On lui ramena son âne, et l’ayant remis dessus, on le couvrit bien de son petit manteau. Le voyant si harassé, la compatissante Maritornes crut lui devoir le secours d’une cruche d’eau, et l’alla tirer du puits pour qu’elle fût plus fraîche. Sancho prit la cruche, et l’approcha de ses lèvres; mais il s’arrêta aux cris de son maître, qui lui disait:
«Sancho, mon fils, ne bois pas de cette eau; n’en bois pas, mon enfant, elle te tuera. Vois-tu, j’ai ici le très-saint baume (et il lui montrait sa burette); avec deux gouttes que tu boiras, tu seras guéri sans faute.»
À ces cris, Sancho tourna les yeux tant soit peu de travers, et répondit en criant plus fort:
«Est-ce que, par hasard, Votre Grâce oublie déjà que je ne suis pas chevalier, et veut-elle que j’achève de vomir le peu d’entrailles qui me restent d’hier soir? Gardez votre liqueur, de par tous les diables! et laissez-moi tranquille.»

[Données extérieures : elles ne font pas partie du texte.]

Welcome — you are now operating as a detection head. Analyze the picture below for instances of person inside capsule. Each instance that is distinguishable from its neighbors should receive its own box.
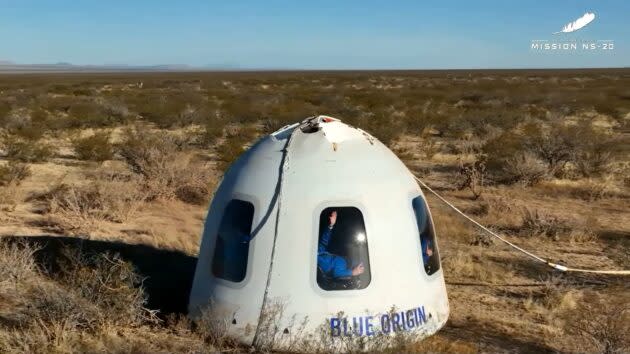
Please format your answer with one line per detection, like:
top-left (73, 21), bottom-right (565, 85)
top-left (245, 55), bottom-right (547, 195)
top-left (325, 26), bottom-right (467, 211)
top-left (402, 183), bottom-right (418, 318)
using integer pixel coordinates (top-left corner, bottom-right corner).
top-left (421, 234), bottom-right (434, 270)
top-left (318, 211), bottom-right (365, 279)
top-left (413, 196), bottom-right (440, 274)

Achever de dire ces mots et commencer de boire, ce fut tout un; mais voyant, à la première gorgée, que c’était de l’eau, il ne voulut pas continuer, et pria Maritornes de lui apporter du vin, ce qu’elle fit aussitôt de très-bonne grâce, et même elle le paya de sa poche; car on dit d’elle, en effet, que quoiqu’elle fût réduite à cet état, elle avait encore quelque ombre éloignée de vertu chrétienne.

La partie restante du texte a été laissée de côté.